Site history and edaphic features override the influence of plant species on microbial communities in restored tidal freshwater wetlands

Abstract

Restored wetland soils differ significantly in physical and chemical properties from their natural counterparts even when plant community compositions are similar, but effects of restoration on microbial community composition and function are not well understood. Here, we investigate plant-microbe relationships in restored and natural tidal freshwater wetlands from two subestuaries of the Chesapeake Bay. Soil samples were collected from the root zone of Typha latifolia, Phragmites australis, Peltandra virginica, and Lythrum salicaria. Soil microbial composition was assessed using 454 pyrosequencing, and genes representing bacteria, archaea, denitrification, methanogenesis, and methane oxidation were quantified. Our analysis revealed variation in some functional gene copy numbers between plant species within sites, but intersite comparisons did not reveal consistent plant-microbe trends. We observed more microbial variations between plant species in natural wetlands, where plants have been established for a long period of time. In the largest natural wetland site, sequences putatively matching methanogens accounted for ∼17% of all sequences, and the same wetland had the highest numbers of genes coding for methane coenzyme A reductase (mcrA). Sequences putatively matching aerobic methanotrophic bacteria and anaerobic methane-oxidizing archaea (ANME) were detected in all sites, suggesting that both aerobic and anaerobic methane oxidation are possible in these systems. Our data suggest that site history and edaphic features override the influence of plant species on microbial communities in restored wetlands.

FIG 1

Principal component analysis (PCoA) ordination of the microbial community composition rarified to 1,922 sequences per sample. Mean relative abundance ± standard errors (SE) is plotted by site alone (n = 12) (a) and site by plant species (n = 3) (b).

FIG 2

Percent relative abundance of Bacteria (a) and Archaea (b) for five freshwater tidal wetlands (n = 12). The top 12 phyla in panel a represent the majority of the total bacterial sequences across all five sites (48 to 72%). The “Other” category represents the sum of 59 additional phyla, with 5% of the bar accounting for unclassified bacteria. The two major phyla in panel b represent 99% of the total identified archaeal sequences.

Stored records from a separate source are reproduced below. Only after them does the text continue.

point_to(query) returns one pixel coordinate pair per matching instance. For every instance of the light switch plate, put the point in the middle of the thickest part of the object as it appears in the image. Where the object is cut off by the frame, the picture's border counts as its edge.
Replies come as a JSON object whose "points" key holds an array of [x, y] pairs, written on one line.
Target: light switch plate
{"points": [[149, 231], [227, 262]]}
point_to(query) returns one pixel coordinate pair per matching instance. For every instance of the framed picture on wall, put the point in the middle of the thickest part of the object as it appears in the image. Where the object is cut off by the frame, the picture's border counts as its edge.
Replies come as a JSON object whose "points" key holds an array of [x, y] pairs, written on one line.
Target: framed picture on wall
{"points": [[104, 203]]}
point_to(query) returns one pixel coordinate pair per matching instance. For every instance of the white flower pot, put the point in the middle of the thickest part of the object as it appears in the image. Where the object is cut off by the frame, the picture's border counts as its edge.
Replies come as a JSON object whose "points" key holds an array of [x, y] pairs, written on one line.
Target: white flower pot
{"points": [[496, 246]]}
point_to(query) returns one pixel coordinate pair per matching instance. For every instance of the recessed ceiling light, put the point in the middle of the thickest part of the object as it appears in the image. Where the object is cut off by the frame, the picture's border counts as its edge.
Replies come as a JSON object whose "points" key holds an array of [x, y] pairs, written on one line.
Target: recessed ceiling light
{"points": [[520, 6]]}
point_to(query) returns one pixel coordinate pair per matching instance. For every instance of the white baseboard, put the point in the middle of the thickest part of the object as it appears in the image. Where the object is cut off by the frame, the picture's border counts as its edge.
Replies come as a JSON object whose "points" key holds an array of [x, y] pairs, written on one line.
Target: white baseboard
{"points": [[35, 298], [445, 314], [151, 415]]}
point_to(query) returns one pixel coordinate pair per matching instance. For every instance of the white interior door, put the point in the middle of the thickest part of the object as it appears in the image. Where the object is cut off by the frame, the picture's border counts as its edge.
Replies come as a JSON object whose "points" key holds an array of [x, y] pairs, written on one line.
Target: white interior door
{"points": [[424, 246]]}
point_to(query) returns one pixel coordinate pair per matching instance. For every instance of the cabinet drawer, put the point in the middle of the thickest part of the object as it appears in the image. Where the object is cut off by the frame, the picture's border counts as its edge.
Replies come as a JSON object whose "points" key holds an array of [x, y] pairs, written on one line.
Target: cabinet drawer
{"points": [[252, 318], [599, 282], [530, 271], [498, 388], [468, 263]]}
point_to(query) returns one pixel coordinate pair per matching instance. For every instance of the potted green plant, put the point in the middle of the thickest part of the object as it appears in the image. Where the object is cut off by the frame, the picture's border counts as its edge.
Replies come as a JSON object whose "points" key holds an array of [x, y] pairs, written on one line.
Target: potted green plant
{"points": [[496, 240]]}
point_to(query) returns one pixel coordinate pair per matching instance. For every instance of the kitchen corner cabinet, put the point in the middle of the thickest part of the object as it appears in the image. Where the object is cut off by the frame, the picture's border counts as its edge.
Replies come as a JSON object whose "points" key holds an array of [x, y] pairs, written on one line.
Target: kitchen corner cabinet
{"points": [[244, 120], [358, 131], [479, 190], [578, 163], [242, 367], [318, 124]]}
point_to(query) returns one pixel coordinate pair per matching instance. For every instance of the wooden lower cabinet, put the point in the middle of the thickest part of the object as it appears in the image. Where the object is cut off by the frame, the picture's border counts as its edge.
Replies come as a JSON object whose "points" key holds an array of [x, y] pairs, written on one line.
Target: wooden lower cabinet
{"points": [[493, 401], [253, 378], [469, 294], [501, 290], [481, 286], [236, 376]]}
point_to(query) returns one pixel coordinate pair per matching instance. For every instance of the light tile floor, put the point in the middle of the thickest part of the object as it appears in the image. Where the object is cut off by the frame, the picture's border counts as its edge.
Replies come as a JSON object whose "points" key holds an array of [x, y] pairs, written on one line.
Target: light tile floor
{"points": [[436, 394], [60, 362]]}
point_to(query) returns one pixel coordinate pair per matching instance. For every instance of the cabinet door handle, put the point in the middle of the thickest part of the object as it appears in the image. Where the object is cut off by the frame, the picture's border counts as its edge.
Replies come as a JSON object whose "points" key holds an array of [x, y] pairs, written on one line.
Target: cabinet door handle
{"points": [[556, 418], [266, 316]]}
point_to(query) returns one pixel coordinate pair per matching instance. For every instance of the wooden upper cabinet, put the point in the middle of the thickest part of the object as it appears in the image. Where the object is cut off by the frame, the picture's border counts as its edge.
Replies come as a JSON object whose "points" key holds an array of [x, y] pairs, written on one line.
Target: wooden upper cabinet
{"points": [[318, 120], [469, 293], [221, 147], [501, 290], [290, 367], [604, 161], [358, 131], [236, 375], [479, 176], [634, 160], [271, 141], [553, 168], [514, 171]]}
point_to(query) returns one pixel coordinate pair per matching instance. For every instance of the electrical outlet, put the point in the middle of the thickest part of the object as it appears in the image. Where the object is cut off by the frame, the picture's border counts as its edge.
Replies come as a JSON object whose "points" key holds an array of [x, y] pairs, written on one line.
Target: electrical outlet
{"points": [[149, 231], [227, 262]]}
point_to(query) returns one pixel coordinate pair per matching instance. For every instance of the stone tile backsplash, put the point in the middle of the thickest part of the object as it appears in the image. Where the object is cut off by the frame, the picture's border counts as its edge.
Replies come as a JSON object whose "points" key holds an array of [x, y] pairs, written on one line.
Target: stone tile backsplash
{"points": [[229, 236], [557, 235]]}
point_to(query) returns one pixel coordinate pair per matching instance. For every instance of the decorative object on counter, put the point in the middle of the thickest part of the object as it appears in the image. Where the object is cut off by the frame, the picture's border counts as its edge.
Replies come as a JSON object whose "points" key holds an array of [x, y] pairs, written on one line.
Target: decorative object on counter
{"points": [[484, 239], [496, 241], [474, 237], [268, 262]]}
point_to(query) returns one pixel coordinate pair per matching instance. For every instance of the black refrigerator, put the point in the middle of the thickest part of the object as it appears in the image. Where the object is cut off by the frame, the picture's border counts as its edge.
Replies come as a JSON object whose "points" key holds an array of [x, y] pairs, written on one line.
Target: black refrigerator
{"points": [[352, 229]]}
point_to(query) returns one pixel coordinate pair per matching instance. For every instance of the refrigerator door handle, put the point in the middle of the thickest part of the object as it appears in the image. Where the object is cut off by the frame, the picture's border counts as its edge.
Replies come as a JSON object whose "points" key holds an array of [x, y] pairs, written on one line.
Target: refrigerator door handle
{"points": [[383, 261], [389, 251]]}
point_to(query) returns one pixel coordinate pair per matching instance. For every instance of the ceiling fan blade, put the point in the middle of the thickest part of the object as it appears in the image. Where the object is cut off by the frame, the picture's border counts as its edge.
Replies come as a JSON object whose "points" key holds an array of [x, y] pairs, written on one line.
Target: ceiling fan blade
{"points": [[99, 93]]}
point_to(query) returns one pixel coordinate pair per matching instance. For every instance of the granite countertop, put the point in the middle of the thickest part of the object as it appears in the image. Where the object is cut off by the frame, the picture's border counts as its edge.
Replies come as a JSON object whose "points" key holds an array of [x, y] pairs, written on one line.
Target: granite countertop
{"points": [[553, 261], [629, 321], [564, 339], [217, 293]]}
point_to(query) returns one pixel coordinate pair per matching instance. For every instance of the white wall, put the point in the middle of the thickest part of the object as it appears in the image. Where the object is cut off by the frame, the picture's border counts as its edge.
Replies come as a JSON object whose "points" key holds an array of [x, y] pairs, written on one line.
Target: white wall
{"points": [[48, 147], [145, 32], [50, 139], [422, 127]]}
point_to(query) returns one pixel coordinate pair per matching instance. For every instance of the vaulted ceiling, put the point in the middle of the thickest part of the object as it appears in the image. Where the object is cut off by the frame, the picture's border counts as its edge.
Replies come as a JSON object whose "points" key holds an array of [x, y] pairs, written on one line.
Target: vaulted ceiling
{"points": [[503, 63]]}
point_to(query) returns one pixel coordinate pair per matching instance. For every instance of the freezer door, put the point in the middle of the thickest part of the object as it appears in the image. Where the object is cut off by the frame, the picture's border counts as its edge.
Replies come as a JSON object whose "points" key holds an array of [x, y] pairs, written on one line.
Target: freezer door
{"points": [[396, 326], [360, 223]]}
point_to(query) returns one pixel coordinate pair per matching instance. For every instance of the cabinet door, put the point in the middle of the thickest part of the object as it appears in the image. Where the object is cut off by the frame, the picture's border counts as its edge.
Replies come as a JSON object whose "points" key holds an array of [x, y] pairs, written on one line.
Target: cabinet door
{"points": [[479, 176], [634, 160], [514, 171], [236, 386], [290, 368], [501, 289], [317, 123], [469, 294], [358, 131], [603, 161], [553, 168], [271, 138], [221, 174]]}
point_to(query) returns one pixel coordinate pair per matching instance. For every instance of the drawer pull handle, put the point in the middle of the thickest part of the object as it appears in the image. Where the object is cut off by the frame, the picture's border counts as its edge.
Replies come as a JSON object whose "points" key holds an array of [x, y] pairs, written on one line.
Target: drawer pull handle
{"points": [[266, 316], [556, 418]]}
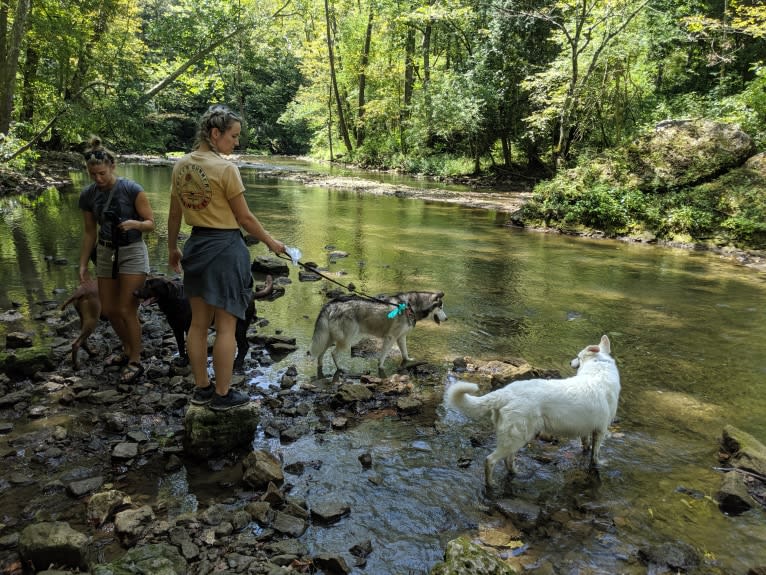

Unclassified archaeal sequences are not shown.

FIG 3

Gene copy numbers gram⁻¹ of wet soil for genes targeting bacterial 16S rRNA (a), archaeal 16S rRNA (b), methyl coenzyme A reductase (mcrA) (c), and particulate methane monooxygenase (pmoA) (d). Values were calculated based on a linearized plasmid standard, and efficiencies were adjusted with a soil standard to account for inhibition. Each bar represents the mean (n = 3) ± SE. Note that panels have different y-axis ranges, and stars denote missing Lythrum at Wootons.

FIG 4

Percent relative abundance of sequences putatively identified as belonging to methanogen (a) and methanotroph (b) taxa; bars represent the site means (n = 12) ± SE. Methanoplasmatales represents the recently reclassified Thermoplasmata (47).

FIG 5

Gene copy numbers gram⁻¹ of wet soil for genes targeting nitric oxide reductase (nirK) (a), nitric oxide reductase (nirS) (b), and nitrous oxide reductase (nosZ) (c). Values were calculated based on a linearized plasmid standard, and efficiencies were adjusted with a soil standard to account for inhibition. Each bar represents the mean (n = 3) ± SE. Stars denote missing Lythrum at Wootons.